Our readings this week return us to the idea of righteous living, and pull no punches in doing so. The passage from Acts is one bound to cause controversy in our sensitive days: it relates the story of the early Christian community, and reveals an economic plan of the sort that would certainly make many of our fellow citizens tremble. After all, the news that “all who believed were together and had all things in common; they would sell their possessions and goods and distribute the proceeds to all, as any had need” sounds suspiciously like voluntary distribution of wealth (Acts 2:44-45).
Would the early Christians find dissidents among the most vocal protestors of our day, perhaps facing comparisons to those whose names have been reviled in Tiananmen Square? Or, a better question: would they have cared? The need-based-distribution in Acts reflects a core set of values: things do not matter, and while bodily needs must be addressed, our ultimate aim is God. They relinquished their possessions to follow the risen Christ because they recognized that life had more to offer than the attainment of stuff.
“The Lord is my shepherd, I shall not want,” declares the 23rd psalm.
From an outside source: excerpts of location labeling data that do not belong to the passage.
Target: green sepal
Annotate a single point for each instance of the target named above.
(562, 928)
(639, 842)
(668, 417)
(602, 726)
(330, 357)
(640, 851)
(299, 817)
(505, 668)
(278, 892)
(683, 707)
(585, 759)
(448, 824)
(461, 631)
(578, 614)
Its images are pastoral and its faith is in a God who ultimately provides. We deceive ourselves if we believe that still waters and green pastures are things we must chase after—as if eternal comfort can be bought at the rough price of an escape vacation to lush and verdant locales. Such places, the first rabbi reminds us, took six days for God to create; but the revelation of God’s word, the divine plan for our salvation, took 40 nights on Sinai, and an incarnation, to attain.
The first jubilant weeks of Easter are over, and we must descend from our high to the work of living as Christians again. Christianity is a system which we cannot cheat: when we promise to share, but withhold, God sees it, as is colorfully illustrated by Acts’ story of the couple who retains some of their property following a lie and to disastrous ends. God knows. There is no sneaking in; there in no holding off on relying on God, no basking in plentiful comforts of which God remains unaware.
Jesus speaks metaphorically of himself in John 10:1: “Very truly, I tell you, anyone who does not enter the sheepfold by the gate but climbs in by another way is a thief and a bandit.” He asserts that he is the gate, and that the sheepfold consists of God’s people. A trespasser, he assures us, will be recognized. And so his way demands that we openly meet our best potentials, though such tasks rarely sound fun and hardly promise to be easy. And yet their reward is green pastures; their result is loving community; the image they project is of a happy and fulfilled people of God.